- Pitcher
- Born: December 29, 1937 San Fernando, California, U.S.
- Died: March 22, 2022 (aged 84) Bandon, Oregon, U.S.
- Batted: RightThrew: Right

MLB debut
- April 17, 1958, for the Pittsburgh Pirates

Last MLB appearance
- May 6, 1958, for the Pittsburgh Pirates

MLB statistics
- Win–loss record: 0–1
- Earned run average: 5.40
- Strikeouts: 2
- Stats at Baseball Reference

Teams
- Pittsburgh Pirates (1958);

= George Perez (baseball) =

American baseball player (1937–2022)

George Thomas Perez (December 29, 1937 – March 22, 2022) was an American professional baseball pitcher who appeared in four games, all in relief, in Major League Baseball for the Pittsburgh Pirates. The native of San Fernando, California, threw and batted right-handed, stood 6 ft 2 in tall and weighed 200 lb.
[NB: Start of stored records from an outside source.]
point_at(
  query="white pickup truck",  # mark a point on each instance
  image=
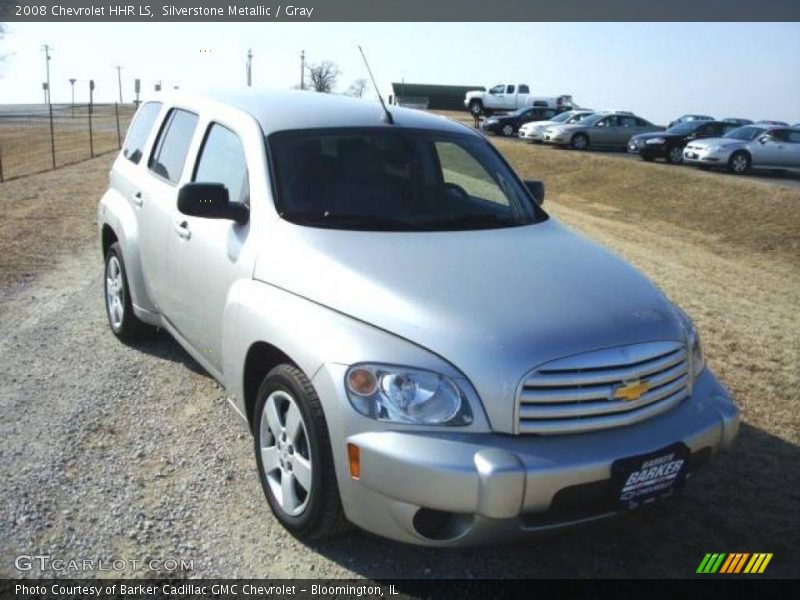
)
(509, 96)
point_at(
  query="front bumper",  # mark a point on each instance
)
(704, 156)
(447, 488)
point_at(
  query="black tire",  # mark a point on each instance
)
(675, 155)
(127, 327)
(323, 515)
(739, 162)
(579, 141)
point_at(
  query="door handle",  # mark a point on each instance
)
(182, 229)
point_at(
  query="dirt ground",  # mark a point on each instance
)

Perez signed with the Pirates in 1956 out of Verdugo Hills High School. He won 28 of 39 decisions in the lower and middle levels of minor league baseball during his first two seasons in pro ball, paving the way for his brief trial with the 1958 Pirates. His four-game stint included three well-pitched games, and one poor outing. The disappointing appearance came in his third MLB contest against the Los Angeles Dodgers, newly moved to Perez' native Southern California. On May 2, 1958, at the Los Angeles Memorial Coliseum, Perez relieved starting pitcher Bennie Daniels in the fourth inning with the Pirates leading 5–2. Daniels departed with one out and two runners on base. Perez allowed the inherited runners to score, gave up three more runs of his own, and recorded only one out before he was relieved by Curt Raydon. Perez was tagged with the eventual 9–5 defeat.

However, in Perez' other three games, encompassing eight full innings, he allowed only two earned runs against the Milwaukee Braves, Cincinnati Redlegs and San Francisco Giants. In all, he worked 81/3 big-league innings, and gave up nine hits, four bases on balls, and five earned runs. He struck out two.

Perez returned to the minors after his final appearance for Pittsburgh against the Giants on May 6, and stayed in the game into the 1961 campaign.